Он включил фонарь, тот трясся в руке, зубы стучали от волнения. Догони он в тот день Никиту Решетова, не дай ему свалить в овраг (или куда он там свалил) – глядишь, и раньше бы все закончилось, и трупов было бы меньше… Землянка крохотная, стены осыпаются, трухлявые доски под ногами. Здесь раньше был тайник, что-то складывали – пыль на полу, но не везде. Сейчас остался единственный сверток – что-то цилиндрическое, обмотанное брезентовой материей.

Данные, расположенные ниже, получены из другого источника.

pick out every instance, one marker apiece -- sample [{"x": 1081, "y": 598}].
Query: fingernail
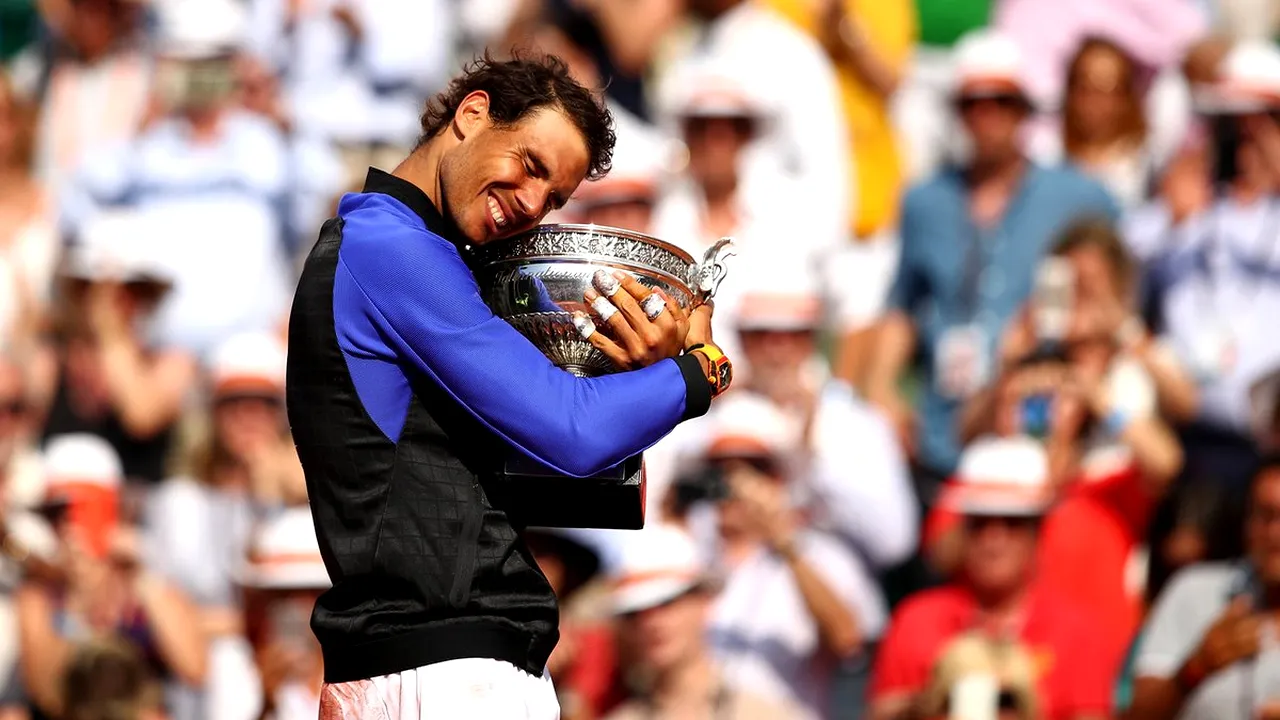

Алексей опустился на колени, пристроил фонарь, стал разворачивать находку. Отбросил брезент, стал избавляться от слоев оберточной бумаги. Черт возьми, похищенную картину еще не сбыли подпольным воротилам! Впрочем, стоит ли удивляться, здесь не Париж, не Нью-Йорк, не Рио-де-Жанейро, где с подобным раритетом только появись…
Он аккуратно разворачивал плотное полотно, старался не лезть пальцами в «рабочую» поверхность. Пристроил на колене, схватился за фонарь. Луч света ползал по бесценному творению Василия Дмитриевича Поленова. Проявлялись очертания соснового бора, усадьбы с колоннадой на заднем плане, вот и женщина в шляпке, спускающаяся по тропе. Живописец действительно тщательно выписывал каждую деталь, не пропускал ни одну мелочь, включая эмоции молодой дамы, которая с кем-то поссорилась, а может быть, получила письмо с неприятным известием…
Алексей скрутил обратно картину, прислушался, вытянув шею. В лесу чирикали птицы, в кронах деревьев утробно гудел ветер.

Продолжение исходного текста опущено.